In relation to the potential conflict and the need to balance the position between those Articles, Mr Warby referred me to paragraph 52 of the Supreme Court's judgment in Re Guardian News and Media [2010] 2 AC 697, a passage which the judge did not mention in his judgment but which, as is apparent from the skeleton below, was specifically advanced before the judge as demonstrating what the right test is. Mr Warby submits that the right test is taken from that paragraph, with a consequential adaptation to the circumstances of this case, in which of course there can be no question of anonymity because the whole debate about sovereign immunity depends on knowing who the Princes are and what their status is, but Guardian News and Media was a case about anonymity. This is not a case about anonymity. If you cannot achieve anonymity, the converse, the alternative means of protection, is to prevent the ventilation of the subject matter of the allegations. As I say, Mr Warby submitted that the right test adapted from what was said in Guardian News and Media is whether there is sufficient general public interest in reporting of the proceedings including an account of the nature and substance of the allegations as to justify the resulting curtailment of the rights of the individual appellant and the rights of their families to respect for their private life. That is not a question that the judge asked himself. He did refer to, indeed he quoted at length an earlier passage from, Re Guardian News and Media from the judgment of Lord Rodger, but he did not pose himself the question, adapted from paragraph 52, in that or any equivalent form.

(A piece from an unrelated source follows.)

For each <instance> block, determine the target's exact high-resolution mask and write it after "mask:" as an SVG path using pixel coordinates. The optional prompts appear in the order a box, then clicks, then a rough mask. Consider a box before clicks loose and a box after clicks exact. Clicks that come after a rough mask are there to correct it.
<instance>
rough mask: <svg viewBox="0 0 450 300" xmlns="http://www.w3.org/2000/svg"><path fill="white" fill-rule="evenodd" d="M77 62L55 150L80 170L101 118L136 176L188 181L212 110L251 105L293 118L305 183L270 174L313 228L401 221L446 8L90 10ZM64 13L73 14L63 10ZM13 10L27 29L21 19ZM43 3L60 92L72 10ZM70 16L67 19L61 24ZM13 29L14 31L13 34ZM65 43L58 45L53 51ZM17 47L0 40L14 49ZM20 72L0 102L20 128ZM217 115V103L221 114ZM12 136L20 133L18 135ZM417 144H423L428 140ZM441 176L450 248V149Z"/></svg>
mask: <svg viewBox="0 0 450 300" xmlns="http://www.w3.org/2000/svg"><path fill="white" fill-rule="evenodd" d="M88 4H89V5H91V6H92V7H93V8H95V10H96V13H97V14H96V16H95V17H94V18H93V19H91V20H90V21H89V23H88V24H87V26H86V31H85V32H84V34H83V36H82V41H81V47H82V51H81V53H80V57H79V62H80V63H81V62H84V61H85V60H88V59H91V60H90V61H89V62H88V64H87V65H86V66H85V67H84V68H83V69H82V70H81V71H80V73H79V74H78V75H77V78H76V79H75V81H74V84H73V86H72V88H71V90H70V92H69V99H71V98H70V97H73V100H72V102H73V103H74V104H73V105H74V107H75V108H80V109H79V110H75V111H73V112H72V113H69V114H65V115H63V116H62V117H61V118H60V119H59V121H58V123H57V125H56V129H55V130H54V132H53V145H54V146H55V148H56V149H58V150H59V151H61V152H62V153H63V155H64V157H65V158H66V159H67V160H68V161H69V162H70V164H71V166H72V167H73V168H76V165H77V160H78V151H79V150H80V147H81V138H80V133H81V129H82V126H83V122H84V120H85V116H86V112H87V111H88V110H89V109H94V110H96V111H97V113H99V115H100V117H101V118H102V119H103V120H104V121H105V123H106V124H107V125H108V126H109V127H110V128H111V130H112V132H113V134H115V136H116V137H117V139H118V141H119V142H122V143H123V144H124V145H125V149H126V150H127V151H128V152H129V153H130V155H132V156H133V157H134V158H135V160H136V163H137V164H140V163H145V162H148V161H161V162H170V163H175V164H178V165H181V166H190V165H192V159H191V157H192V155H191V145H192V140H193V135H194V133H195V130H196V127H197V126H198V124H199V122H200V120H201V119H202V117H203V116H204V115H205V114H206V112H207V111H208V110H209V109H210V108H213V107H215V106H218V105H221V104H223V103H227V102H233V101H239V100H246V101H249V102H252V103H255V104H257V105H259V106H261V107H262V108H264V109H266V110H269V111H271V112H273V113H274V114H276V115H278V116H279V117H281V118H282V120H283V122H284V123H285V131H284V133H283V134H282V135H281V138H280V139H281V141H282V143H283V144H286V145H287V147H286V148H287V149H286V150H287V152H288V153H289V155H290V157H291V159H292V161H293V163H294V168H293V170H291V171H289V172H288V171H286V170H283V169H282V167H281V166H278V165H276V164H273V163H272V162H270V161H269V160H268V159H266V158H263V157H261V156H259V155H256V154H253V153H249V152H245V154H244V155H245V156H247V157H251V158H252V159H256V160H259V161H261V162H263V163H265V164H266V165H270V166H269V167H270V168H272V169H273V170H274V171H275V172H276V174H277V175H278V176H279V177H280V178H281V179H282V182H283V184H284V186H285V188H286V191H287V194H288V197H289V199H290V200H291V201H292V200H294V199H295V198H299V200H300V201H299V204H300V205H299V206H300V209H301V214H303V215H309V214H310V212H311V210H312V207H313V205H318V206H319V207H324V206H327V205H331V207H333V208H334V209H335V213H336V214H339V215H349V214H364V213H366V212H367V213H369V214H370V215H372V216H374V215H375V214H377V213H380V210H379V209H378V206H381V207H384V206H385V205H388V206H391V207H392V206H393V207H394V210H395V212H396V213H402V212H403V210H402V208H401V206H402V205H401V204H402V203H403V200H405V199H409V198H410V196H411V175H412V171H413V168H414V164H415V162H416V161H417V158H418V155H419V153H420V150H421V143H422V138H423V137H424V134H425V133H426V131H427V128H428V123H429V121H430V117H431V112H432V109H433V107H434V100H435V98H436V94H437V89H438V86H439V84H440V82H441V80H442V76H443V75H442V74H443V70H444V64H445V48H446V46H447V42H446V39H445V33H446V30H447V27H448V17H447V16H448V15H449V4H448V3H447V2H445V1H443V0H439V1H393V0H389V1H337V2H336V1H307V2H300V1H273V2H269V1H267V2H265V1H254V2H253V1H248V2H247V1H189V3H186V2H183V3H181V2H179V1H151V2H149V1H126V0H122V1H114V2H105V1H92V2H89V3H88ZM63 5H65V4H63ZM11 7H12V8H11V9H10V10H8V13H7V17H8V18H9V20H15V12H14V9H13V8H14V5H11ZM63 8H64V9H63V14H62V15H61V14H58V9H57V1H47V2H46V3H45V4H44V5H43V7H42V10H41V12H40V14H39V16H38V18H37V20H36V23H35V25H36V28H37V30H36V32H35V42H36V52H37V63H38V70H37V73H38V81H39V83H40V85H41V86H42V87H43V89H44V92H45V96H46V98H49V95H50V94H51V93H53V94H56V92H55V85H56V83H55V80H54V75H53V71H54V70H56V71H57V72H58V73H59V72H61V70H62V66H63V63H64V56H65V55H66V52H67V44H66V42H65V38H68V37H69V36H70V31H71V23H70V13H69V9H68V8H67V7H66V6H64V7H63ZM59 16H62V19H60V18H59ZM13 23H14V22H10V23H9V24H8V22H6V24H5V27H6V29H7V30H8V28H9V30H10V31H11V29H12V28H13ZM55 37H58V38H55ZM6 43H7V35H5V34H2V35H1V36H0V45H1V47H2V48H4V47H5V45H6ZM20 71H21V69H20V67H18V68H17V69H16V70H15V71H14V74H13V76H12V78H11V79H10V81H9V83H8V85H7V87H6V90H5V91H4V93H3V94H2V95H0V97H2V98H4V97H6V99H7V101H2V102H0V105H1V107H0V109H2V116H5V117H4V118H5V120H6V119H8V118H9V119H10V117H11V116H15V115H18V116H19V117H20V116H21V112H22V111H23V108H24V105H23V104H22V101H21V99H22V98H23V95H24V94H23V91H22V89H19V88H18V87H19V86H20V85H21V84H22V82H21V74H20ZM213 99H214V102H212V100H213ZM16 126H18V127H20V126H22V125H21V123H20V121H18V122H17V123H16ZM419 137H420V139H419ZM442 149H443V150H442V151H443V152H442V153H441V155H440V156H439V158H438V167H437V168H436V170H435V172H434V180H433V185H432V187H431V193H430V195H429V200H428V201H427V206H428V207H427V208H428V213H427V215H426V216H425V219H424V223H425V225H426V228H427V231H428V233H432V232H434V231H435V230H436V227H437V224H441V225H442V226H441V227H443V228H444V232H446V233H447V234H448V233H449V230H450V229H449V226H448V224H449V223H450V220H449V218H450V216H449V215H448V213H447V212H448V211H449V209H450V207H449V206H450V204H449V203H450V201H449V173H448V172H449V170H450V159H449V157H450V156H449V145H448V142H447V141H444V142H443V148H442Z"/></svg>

Mr Warby therefore submits that that is an error of law, a misdirection, and that, taken with the judge's wrong application of what was in effect a summary judgment test at this stage rather than an interim protection test as it should have been, he argues that the judge did misdirect himself in law and that there are therefore good arguable grounds for appeal. He would say, even if there were not, that there is a compelling reason to allow the appeal to proceed because of the importance of the point.
I have been troubled by this case. I have read various substantial documentation and I have read carefully into it, although I would say in terms that I have not looked beyond the terms of the confidential schedule into the nature or details of the allegations. I am conscious that in the timetable of the proceedings that I have mentioned it will be quite a demand on the parties and the court to squeeze in yet another appeal to this court, but that is not a factor that ought to weigh against the grant of permission if reasonable grounds of appeal have been shown or a compelling reason for the appeal to proceed has been shown. In my judgment, on balance Mr Warby's submissions are justified and I therefore propose to grant permission to appeal to the appellants against Morgan J's decision. The grounds of appeal are set out over some 14 paragraphs. I think it is fair to say that some of them are more cogent than others, but it does not seem to me that it will be useful to distinguish between those grounds and to grant permission on some and to refuse it on others.
For those reasons I will grant permission to appeal. It is clearly necessary that the appeal should proceed on an expedited basis and I will hear submissions both from Mr Warby and, if he wishes, from Mr Lightman as to that and as also to the interaction between this appeal and the appeal from Vos J.